Marten "Martin" Zijlstra (22 July 1944 – 10 December 2014) was a Dutch politician. He started his political career as member of the States of Groningen, serving between 1974 and 1978. Starting in 1977 he served as Mayor of Termunten for thirteen years. He was a member of the House of Representatives of the Netherlands between 1989 and 2002 for the Labour Party and focused on interior affairs and defence policy. After his time as Representative he served two stints as acting mayor in Oldambt and Schiermonnikoog.

==Career==
Zijlstra was born in Eenrum. He received his primary and secondary education in the village and then studied further at the Hogere Burgerschool in the city of Groningen. He served as non-commissioned officer at the Meteorological Service of the Royal Netherlands Air Force between 1961 and 1968. After his time with the armed forces he studied Dutch law at the University of Groningen between 1969 and 1977. While he was studying he worked at Akzo Zout Chemie between 1968 and 1973. Afterwards he worked four years at the municipality of Delfzijl.

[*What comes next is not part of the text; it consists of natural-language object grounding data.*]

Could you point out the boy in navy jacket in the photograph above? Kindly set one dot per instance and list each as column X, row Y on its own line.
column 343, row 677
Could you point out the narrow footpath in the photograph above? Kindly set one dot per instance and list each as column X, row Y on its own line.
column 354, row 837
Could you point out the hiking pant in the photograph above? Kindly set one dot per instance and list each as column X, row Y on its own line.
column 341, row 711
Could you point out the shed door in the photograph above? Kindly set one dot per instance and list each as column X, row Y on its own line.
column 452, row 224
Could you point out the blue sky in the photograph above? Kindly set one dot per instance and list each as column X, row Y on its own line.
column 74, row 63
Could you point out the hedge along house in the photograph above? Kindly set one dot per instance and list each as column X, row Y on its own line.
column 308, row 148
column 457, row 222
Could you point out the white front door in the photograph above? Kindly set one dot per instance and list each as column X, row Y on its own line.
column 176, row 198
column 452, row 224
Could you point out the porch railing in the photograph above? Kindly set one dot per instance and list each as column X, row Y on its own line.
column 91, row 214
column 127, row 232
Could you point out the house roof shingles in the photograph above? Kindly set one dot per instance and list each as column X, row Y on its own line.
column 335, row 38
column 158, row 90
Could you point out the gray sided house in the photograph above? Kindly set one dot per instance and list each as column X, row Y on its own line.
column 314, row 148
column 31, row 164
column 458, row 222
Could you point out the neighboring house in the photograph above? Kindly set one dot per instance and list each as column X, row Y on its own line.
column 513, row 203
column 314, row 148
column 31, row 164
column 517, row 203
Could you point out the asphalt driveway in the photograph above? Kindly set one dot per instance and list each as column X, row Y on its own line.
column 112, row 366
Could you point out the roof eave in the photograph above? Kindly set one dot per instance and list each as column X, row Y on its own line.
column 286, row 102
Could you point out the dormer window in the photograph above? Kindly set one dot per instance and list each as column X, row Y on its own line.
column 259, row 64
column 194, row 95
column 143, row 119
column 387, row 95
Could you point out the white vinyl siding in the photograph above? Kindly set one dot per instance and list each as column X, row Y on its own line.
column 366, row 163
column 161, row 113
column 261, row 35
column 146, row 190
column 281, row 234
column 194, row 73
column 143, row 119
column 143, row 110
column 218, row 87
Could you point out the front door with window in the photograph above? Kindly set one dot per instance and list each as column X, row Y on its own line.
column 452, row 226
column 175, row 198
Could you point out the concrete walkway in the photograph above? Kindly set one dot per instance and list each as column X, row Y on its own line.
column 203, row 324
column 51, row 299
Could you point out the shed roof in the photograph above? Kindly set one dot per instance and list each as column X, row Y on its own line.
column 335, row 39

Zijlstra started his political career as member of the States of Groningen and was elected for one four-year term in 1974. During his time in office he became mayor of Termunten in 1977, a position which he would hold for thirteen years, until the municipality merged in 1990. In the 1989 general elections he was elected to the House of Representatives for the Labour Party. During his time as Representative he dealt mostly with interior affairs and defence policy, focusing on employment and veteran affairs. He served until 23 May 2002. In the same year he left the House of Representatives he served for one month in the municipal council of Delfzijl.

In 2010 he was acting mayor of Oldambt between 1 January and 1 September after the municipality had been formed due to a merger, he was succeeded by Pieter Smit who became the first regular mayor of Oldambt. And in 2011–2012 he served several months as mayor of Schiermonnikoog after the previous mayor stepped down.

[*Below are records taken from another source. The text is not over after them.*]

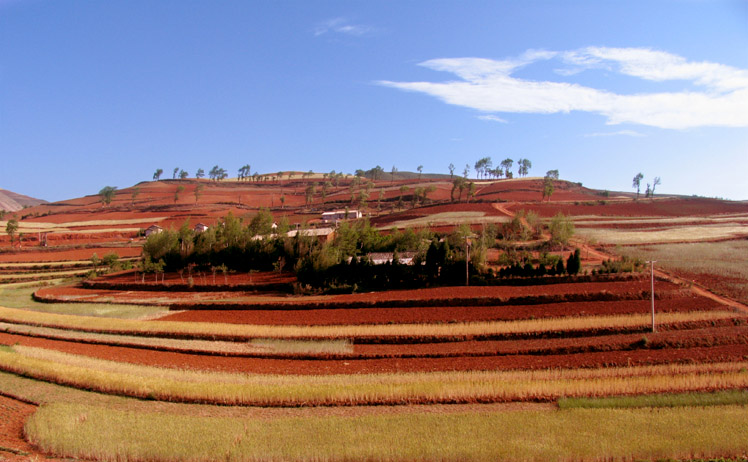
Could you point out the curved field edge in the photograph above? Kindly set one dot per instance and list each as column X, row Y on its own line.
column 91, row 432
column 344, row 349
column 716, row 398
column 238, row 332
column 163, row 384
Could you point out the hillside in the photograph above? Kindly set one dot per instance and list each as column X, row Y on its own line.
column 10, row 201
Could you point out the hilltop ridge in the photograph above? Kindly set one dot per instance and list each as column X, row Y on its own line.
column 11, row 201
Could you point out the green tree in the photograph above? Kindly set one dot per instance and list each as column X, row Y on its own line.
column 561, row 229
column 179, row 189
column 134, row 194
column 403, row 190
column 95, row 261
column 655, row 183
column 458, row 184
column 637, row 183
column 506, row 164
column 11, row 228
column 547, row 188
column 309, row 193
column 524, row 167
column 198, row 191
column 107, row 193
column 574, row 262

Apart from his political career he also served in numerous boards of foundations and groups, including broadcaster RTV Noord for six years. Zijlstra was also chairman of the Veteraneninstituut, the Dutch institute for military veterans, between March 2003 and February 2011. He was characterized as a real inhabitant of the province of Groningen.

He was invested as a Knight of the Order of Orange-Nassau on 22 May 2002.

He died on 10 December 2014 in Woldendorp after a long illness.